The Hunger Games doesn't even come near that sort of artistic bravery. It can't because like most of the geek lit saturating the market these days it is all about characters as escapist vehicles. Katniss - the cat-drowning bitch who narrated those two passages - is full of courage, resourcefulness, and a lovely brunette braid which she uses to best the oppressive post-apocalyptic government while rescuing the cute guy. Yes, it's that stupid!
The triumph of this two-dimensional Mary Sue isn't even plotted properly. The novel begins with her as an accomplished hunter and popular in that totally underground way with the community as "the girl who brings the strawberries." 'Cause it's not enough to just be jock-popular, she's that special kind of not-admitted-but-understood popular so craved by mediocre egotists who want the big mean world to recognize their inherent fabulousness.
So she's already awesome, and then - then! - she volunteers to go Battle the Royale With Cheese in her sister's place. Her sister whom she opened the damn book bitching about but she really loves her and stuff. I'll admit that excuse for a thought process is a realistic portrayal of a teenager but nobody with any self-respect would be interested in the thoughts of a teenager in the first place.
The other big escapist aspect? It's a survivalist novel. They're becoming more and more common ever since a black guy moved into the White House but there's something more than simple reactionary pissing going on here. Like the bravado I just described this is rooted in self-aggrandizing fantasy, the desperate craving for power by fascist twerps. And it's just as divorced from reality - if you're a sixteen-year-old girl and want to try hunting bears with a bow and arrow your daddy made, be my guest. The Darwin Awards always needs new material. Americans - especially 21st century nerd Americans - are some of the squishiest wimps in human history. And they know it, so they gobble up this nonsense so as to better imagine themselves as something strong and independent.
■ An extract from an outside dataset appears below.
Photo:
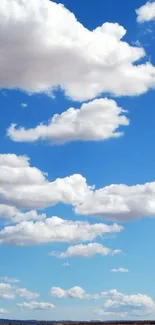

And most of them wouldn't last one week without government cheese.
"But it's a YA book" the enablers of this drek exclaim. YA stands for "Young Adult," meaning "a children's book for kids who've started growing hair in new places." If that sounds vague and half-assed, that's because it is. Young Adult is not a genre, it's a cop-out. An excuse for adults to write as badly as adolescents. And an excuse for the fans to indulge in the same teen power fantasies they gravitated towards back in their own awkward years (which they clearly haven't gotten over), getting that much craved dose of two-dimensional bathos while putting on literary airs.
The Hunger Games is the John Wesley Rawles answer to Twilight and it's become popular enough for its own movie. Americans are the most credulous readers on the planet so no, this is not all in good fun. It's an indication of just how divorced this culture is from the ugly reality it faces in the mirror every morning.
Misanthropy is the sign of an intelligent individual these days, Trevor. Await the collapse and enjoy the lulz.